Giuseppe, quant à lui, a connu Congdon avant que celui-ci ne rejoigne la Cascinazza. Originaire de Messine, il était étudiant en architecture à Milan et l’avait invité à venir parler à l’université, comme il l’avait fait avec Giovanni Testori. Lors de leur première rencontre, en 1982, Congdon était muni d’une feuille dactylographiée sur laquelle il avait noté sur la première ligne : « Que pourrais-je bien raconter à un jeune architecte ? ». Et sur la dernière ligne : « L’artiste prie en aimant les choses, parce qu’il les aime dans la douleur ». Ce fut le départ d’une amitié qui a accompagné Giuseppe tout au long de son parcours de moine. Congdon lui a écrit une carte lors de son entrée au monastère, une autre pour sa prise d’habit et une troisième pour sa profession solennelle. Il nous raconte : « Il avait pris mon père en sympathie, parce que – disait-il – il lui rappelait Igor Stravinsky qu’il avait connu quand il habitait à Venise. » Il se souvient : « Au début, quand je faisais le ménage et qu’il m’entendait dans les escaliers de son studio, il sortait pour me saluer et me remercier ».

SIMPLICITE CONQUISE
Giuseppe retire d’un classeur à “reliques” une coupure de la nécrologie écrite par don Giussani pour la mort du peintre. « Pour moi c’est le plus beau portrait qu’on n’ait jamais fait de Congdon ». Giussani écrit : « Les longues années de sa vie lui ont permis d’avoir conscience comme d’une chose normale que toute œuvre née des entrailles de sa créativité était un témoignage du Christ présent, pour soi et pour le monde. Nous sommes reconnaissants pour son amitié par laquelle, avec sa simplicité conquise, il nous a rappelé sans relâche que la beauté est, dans la mémoire de la mort et de la Résurrection du Christ, l’expression et l’introduction à la Vérité du réel ». Et Giuseppe d’ajouter : « J’ai vu de mes propres yeux la conquête de cette simplicité. Il avait des expressions d’amour-propre et d’égocentrisme d’artiste. Mais chaque fois, il demandait pardon et se reprenait. Mais la simplicité reconquise se réfère surtout à la profondeur de son regard. Une fois, je l’ai vu descendre en caleçon dans la cour, incrédule face à la beauté d’un crépuscule ». Et Giorgio rajoute : « J’ai conservé le petit mot qu’il m’a envoyé le jour même, en me demandant si je m’en étais aperçu. Il m’a écrit : “Jamais, je pense, ni en Inde, ni en Afrique, je n’ai contemplé un spectacle pareil, une grande vision céleste du crépuscule comme ce soir-là”. C’était la beauté ; le don de la beauté qui l’avait conquis. »

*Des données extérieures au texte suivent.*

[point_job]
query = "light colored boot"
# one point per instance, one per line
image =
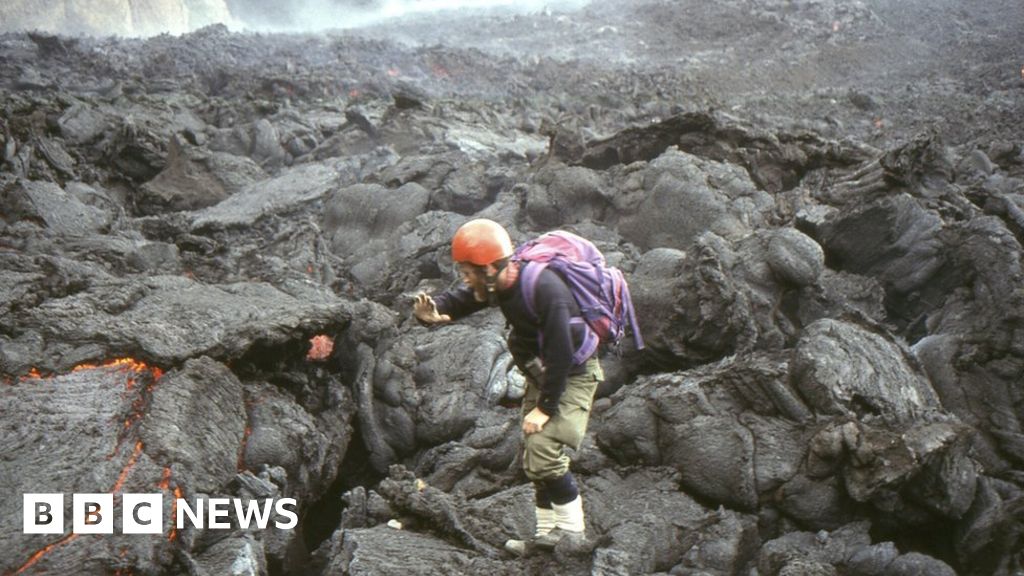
(546, 522)
(568, 524)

« REGARDE CE QUI TE REGARDE ! »
Giuseppe tente d’aller plus loin : « Ce qui me reste de lui c’est la leçon sur l’unité de notre vocation dans ce lieu, et la responsabilité historique qui échoit à chacun de nous ». Il sort une autre photocopie, le texte d’une conférence de Congdon à Abbiategrasso en 1982 : « La mort de ma vieille vie advint à Assise en 1959, et depuis ce moment, main dans ma main agonisante, Dieu m’a conduit pour me planter dans la plaine déserte de la Bassa Milanese. Uniquement à cause de mon “oui” désespéré, Dieu pouvait me placer dans le nombril de l’enfer ». Et Giuseppe continue : « Pour moi Bill a été la personne qui, avec don Giussani, m’a le mieux aidé à regarder ce lieu comme choisi par Dieu en vue d’une mission chargée d’histoire. Aujourd’hui, en pensant à lui, je suis rempli d’un sentiment de contrition qui me fait demander : “Suis-je en train de vivre avec le même sérieux que lui ?” »

Les trois moines admettent qu’ils ont du mal, même aujourd’hui, à regarder par la fenêtre sans penser aux tableaux de Congdon, « Je suis frappé de voir le champ sous un aspect différent selon que je l’observe du premier étage ou du second, et la perspective est réellement celle de ses œuvres », explique Giuseppe. « Encore aujourd’hui cela m’étonne ». « C’est le champ qui vient vers toi… », continue Giorgio en approchant sa main ouverte de son visage.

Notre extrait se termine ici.